Prepared slides were stained with immunofluorescent antibodies to facilitate the identification of tissue morphology: pan-cytokeratin (AE1 + AE3, Novus Biologicals) for epithelial cells and CD3 (UMAB54, OriGene labeled with Alexi Fluor 647) or CD45 (2B11 + PD7/26, Novus Biologicals) for T cells, as well as the DNA stainSyto13 (NanoString, 121303303). Stained slides were loaded onto a GeoMx instrument and scanned. One circular ROI measuring 500 μm in diameter was selected per tissue core. Each ROI was annotated post selection by a pathologist (M.R.) to estimate tumor and stromal content (%). ROI locations for RNA and protein slides were selected to be the same wherever possible. GeoMx DSP technology is for research use only and not for use in diagnostic procedures.

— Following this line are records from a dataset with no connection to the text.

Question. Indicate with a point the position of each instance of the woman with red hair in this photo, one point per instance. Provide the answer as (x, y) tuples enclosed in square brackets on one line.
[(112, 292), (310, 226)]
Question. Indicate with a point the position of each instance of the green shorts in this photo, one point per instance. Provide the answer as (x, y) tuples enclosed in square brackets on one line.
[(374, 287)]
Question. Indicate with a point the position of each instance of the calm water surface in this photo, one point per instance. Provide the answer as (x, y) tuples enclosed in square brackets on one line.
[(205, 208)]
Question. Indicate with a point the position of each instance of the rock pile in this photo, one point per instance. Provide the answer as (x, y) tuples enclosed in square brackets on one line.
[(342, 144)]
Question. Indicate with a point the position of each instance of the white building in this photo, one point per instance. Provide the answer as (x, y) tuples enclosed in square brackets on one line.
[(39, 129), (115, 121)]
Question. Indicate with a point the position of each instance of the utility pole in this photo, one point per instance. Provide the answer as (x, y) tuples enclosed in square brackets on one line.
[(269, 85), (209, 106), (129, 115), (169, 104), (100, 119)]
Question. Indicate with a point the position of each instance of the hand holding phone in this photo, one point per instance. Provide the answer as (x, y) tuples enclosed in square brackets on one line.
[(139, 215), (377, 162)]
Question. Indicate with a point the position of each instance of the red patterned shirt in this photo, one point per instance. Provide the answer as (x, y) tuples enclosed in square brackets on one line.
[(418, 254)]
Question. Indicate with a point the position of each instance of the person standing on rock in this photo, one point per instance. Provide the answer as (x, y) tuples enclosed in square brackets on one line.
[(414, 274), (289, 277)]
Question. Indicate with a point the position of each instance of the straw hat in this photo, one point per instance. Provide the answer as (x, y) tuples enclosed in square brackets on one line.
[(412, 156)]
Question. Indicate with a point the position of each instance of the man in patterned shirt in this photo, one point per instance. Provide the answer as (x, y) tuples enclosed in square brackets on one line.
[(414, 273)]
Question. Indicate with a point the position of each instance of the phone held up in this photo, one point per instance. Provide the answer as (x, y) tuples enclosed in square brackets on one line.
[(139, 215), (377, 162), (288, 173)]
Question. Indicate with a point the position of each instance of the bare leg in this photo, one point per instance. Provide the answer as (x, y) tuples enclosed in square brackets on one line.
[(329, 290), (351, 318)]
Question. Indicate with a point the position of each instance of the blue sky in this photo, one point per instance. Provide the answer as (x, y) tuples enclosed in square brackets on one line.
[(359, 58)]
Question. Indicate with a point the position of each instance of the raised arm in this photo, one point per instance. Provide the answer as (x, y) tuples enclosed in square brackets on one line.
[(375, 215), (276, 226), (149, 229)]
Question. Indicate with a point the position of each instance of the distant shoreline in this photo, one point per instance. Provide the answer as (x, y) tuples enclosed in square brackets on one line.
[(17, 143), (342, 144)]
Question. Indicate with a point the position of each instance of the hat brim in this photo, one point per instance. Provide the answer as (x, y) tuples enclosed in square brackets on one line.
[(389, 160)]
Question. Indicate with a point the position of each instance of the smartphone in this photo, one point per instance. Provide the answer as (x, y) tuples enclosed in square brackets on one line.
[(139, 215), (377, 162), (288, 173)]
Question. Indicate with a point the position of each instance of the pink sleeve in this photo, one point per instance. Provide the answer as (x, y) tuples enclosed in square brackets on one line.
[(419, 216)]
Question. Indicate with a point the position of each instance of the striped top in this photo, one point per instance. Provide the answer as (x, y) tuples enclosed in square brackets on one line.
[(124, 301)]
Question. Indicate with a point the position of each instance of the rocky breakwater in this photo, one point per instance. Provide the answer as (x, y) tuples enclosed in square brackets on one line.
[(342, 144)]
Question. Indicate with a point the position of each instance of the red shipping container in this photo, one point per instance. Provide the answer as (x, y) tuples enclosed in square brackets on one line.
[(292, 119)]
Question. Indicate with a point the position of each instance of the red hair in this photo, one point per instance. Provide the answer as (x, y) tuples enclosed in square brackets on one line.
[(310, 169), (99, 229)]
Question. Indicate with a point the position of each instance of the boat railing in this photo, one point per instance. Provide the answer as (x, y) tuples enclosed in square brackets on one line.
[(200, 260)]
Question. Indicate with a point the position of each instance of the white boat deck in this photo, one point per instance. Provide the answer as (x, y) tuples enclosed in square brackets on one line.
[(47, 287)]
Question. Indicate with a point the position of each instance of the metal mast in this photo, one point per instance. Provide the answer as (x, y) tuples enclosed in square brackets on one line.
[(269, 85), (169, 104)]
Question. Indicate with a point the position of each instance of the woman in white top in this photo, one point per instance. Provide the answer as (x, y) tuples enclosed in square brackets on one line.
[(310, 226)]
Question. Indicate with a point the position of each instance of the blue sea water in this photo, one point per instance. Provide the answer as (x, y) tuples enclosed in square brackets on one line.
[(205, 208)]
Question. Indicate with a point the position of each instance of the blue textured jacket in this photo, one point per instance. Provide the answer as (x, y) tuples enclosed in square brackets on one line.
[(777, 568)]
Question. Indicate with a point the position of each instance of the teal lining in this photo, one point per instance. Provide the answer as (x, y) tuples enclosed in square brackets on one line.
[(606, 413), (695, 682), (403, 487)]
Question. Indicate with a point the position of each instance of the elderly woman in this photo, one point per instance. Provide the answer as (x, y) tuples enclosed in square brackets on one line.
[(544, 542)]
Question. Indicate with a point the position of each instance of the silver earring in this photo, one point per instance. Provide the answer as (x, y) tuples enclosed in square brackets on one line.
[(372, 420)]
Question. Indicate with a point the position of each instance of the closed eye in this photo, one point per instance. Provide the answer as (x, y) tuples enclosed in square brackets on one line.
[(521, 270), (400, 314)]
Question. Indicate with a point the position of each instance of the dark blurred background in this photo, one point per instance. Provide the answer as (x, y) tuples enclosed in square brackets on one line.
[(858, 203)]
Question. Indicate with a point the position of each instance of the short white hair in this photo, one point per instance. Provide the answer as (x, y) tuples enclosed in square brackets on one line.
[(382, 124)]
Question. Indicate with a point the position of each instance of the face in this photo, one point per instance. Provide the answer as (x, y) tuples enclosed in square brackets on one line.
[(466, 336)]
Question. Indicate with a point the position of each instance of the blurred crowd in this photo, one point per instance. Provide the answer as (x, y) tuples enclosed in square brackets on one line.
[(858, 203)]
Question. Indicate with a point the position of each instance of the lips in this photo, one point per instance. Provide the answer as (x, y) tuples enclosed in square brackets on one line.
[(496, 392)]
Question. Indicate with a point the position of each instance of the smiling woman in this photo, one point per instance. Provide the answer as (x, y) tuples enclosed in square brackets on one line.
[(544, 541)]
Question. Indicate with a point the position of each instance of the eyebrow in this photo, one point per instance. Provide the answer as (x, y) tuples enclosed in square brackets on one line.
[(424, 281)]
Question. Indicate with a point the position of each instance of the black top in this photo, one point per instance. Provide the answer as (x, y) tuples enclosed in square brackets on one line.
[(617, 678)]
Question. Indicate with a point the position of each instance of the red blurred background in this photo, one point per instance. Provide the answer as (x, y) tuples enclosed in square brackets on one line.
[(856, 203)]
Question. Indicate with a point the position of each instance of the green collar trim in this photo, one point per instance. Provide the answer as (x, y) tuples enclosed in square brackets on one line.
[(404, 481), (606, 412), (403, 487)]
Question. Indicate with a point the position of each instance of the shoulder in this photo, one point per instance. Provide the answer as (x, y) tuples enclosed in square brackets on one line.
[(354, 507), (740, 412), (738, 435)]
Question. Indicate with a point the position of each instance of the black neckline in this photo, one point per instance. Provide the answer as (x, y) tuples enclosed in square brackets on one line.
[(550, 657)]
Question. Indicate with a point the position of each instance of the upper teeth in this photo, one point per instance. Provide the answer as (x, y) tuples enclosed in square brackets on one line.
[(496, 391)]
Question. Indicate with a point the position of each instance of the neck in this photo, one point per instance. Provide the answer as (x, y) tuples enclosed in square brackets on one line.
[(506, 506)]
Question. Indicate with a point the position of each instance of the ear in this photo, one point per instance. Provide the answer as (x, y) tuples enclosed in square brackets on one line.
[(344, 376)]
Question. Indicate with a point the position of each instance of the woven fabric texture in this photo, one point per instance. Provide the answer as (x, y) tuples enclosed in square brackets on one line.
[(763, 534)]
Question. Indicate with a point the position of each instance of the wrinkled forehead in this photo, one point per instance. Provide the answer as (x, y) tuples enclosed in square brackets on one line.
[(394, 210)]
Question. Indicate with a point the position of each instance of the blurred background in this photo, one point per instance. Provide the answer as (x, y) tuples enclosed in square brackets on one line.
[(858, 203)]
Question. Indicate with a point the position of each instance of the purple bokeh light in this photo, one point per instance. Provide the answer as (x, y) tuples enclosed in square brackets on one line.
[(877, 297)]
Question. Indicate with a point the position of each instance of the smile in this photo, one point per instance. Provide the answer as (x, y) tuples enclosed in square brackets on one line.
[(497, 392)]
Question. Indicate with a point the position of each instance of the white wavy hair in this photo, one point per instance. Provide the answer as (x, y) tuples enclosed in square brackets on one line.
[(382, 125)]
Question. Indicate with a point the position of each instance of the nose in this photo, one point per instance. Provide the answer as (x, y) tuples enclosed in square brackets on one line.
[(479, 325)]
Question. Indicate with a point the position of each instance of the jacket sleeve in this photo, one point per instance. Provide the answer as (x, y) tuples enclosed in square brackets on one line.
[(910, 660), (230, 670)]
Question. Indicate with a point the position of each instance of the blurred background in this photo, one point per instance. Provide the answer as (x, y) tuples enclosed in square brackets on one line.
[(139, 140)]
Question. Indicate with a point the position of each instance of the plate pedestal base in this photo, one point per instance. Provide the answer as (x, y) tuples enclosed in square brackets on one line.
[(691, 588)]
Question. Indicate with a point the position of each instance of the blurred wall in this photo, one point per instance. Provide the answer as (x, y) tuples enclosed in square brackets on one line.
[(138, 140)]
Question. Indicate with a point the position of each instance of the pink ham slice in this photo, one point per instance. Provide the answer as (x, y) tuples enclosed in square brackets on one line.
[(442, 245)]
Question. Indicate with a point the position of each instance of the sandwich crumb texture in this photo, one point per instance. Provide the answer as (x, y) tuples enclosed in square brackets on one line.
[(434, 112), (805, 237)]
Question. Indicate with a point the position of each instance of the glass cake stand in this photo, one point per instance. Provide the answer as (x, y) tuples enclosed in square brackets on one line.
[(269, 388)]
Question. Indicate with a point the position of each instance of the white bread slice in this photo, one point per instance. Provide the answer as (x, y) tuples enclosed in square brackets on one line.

Library preparation and sequencing

Collected oligos from each ROI were PCR amplified using a forward primer with the sequence CAAGCAGAAGACGGCATACGAGATXXXXXXXXGTGACTGGAGTTCAGACGTGTGCTCTTCCGATCT and a reverse primer with the sequence AATGATACGGCGACCACCGAGATCTACACXXXXXXXXACACTCTTTCCCTACACGACGCTCTTCCGATCT, where Xs represent custom Illumina i5/i7 unique dual indexing sequences to preserve ROI identity. PCR products were pooled and purified twice with AMPure XP beads (Beckman Coulter). PCR products for each analyte type (RNA and protein) were pooled and sequenced separately. Library concentration and purity were measured using a high sensitivity DNA Bioanalyzer chip (Agilent). Paired end (2 × 38 bp reads) sequencing was performed on an Illumina NextSeq instrument.

Data processing and analysis

After sequencing, reads were trimmed, merged, and aligned to retrieve the probe identity. The unique molecular identifier region of each read was used to remove PCR duplicates and duplicate reads, thus converting reads into digital counts. The sequencing saturation was sufficient for both RNA and protein analytes at 63 and 82%, respectively. For each gene in each sample, the reported count value is the mean of the individual probe counts after removal of outlier probes.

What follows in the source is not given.